WASHINGTON — As the Republican Party prepares for the 2024 presidential race, there is one big image in the rearview mirror that refuses to go away: the 2020 presidential election.

About a week ago, the Colorado Republican Party selected a 2020 election denier to lead the party for the next two years. That came weeks after Michigan Republicans selected a 2020 Denier to lead their party as well.

When a party loses a presidential election, it usually sorts through the rubble and figures out how to move on. However, the Republican Party has not done this after the 2020 election. A new paper by two Stanford University academics found that this has had consequences. The document argues that the refusal to go ahead has a real impact on the party in two important ways. First, attitude makes Republicans more likely to nominate election deniers in primaries. And two, if those election-denying candidates win their nominations, they are likely to face additional challenges in the general election.

The paper specifically compared the results of the 2022 primary and general elections for Republican candidates across the state who denied and did not deny the election, and found some concrete effects.

The paper found that Republicans who denied the election received, on average, about a 2-point raise in the primary compared to Republicans who did not deny the election, meaning they were more likely to win the nomination. But come the general election, election-denying Republicans performed 2.3 points worse, on average, than Republicans who say they held, correctly, that President Joe Biden won the presidency in 2020.

In 2022, you could see those dynamics at play in gubernatorial elections that included open Republican primaries in the nation’s most important political states: Arizona, Michigan, Pennsylvania, and Wisconsin.

Although President Biden won those states in 2020, in each of them Republicans chose a voter denier for the Republican gubernatorial nomination and, in November, each state that lost that candidate.

Depending on the race, those 2.3 points that election deniers underperformed in 2022 could have made all the difference.

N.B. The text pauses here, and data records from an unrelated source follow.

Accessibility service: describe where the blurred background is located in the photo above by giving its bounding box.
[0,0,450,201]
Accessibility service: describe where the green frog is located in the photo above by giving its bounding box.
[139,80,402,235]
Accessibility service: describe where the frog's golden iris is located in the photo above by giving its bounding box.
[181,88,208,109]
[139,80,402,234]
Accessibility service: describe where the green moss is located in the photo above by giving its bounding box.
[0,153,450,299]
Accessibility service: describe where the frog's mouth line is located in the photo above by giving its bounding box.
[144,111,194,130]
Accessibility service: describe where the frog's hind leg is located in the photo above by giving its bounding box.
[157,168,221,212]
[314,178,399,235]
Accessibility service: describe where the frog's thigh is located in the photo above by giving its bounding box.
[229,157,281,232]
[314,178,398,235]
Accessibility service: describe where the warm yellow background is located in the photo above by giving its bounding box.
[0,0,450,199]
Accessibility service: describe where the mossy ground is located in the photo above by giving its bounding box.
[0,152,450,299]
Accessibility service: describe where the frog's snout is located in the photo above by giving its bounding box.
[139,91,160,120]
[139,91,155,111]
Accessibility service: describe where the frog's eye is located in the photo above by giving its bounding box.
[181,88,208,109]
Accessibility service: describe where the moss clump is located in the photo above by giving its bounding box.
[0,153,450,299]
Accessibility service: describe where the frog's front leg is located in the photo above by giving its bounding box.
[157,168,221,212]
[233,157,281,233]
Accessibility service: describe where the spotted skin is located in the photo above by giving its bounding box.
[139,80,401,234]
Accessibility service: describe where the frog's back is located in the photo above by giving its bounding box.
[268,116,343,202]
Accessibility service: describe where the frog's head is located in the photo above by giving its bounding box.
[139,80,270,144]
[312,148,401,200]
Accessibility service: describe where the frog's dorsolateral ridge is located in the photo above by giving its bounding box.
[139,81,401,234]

In Michigan and Pennsylvania, it does not appear that the Republican candidates’ election-denying position was the deciding factor because the margins of defeat were so large. In those states, Democrats Gretchen Whitmer and Josh Shapiro won by double digits, defeating Republican challengers Tudor Dixon and Doug Mastriano, respectively.

But in Arizona and Wisconsin, those 2.3 points could have been crucial. In Arizona, Democrat Katie Hobbs defeated Republican Kari Lake by less than one point. And in Wisconsin, Democratic incumbent Tony Evers defeated Republican Tim Michels by just over 3 points. If a handful of those voters turned Republican, Michels could have won.

To be clear, campaigns are complicated and often about more than one issue, even if that issue negates the reality of a previous election. Candidates matter. The individual political terrains in each state matter. Funding and donations matter. When candidates lose races by double digits, like in Michigan and Pennsylvania, there are many reasons for the loss.

But most races aren’t blowouts, particularly in battleground states. Consider the 2020 presidential race and the margins of victory in the states that ended up deciding the election: Arizona, Georgia, Michigan, Nevada, North Carolina, Pennsylvania, and Wisconsin.

In all of those states, the margin of victory in the 2020 presidential race was less than 3 points, very narrow. So narrow, in fact, that shifting 2.3 percent of the vote (the net impact of nominating a voter-denier according to the analysis) from one candidate to another in any one of them would have changed the outcome in the states, and ultimately , national elections. account.

Of course, the newspaper’s effects were measured in a midterm year and the impact could be different if the candidate at the top of the ticket is at the center of the false 2020 election narrative. That could be the case if former President Donald Trump secures the 2024 nomination. But judging by the results, 2022 could certainly be seen as offering a cautionary note for the GOP.

In a sense, the data suggests that the Republican Party is trapped in a box of its own making. Candidates may pick up the false election-denying stories to buoy primary voters, but if the candidates win the nomination, those same stories appear to be detrimental to the larger voting public in the general election.

The broader lesson is familiar in political circles. Elections are generally about the future. Spending too much time looking in the rearview mirror, particularly when one is pushing false narratives, doesn’t seem like a way to build support.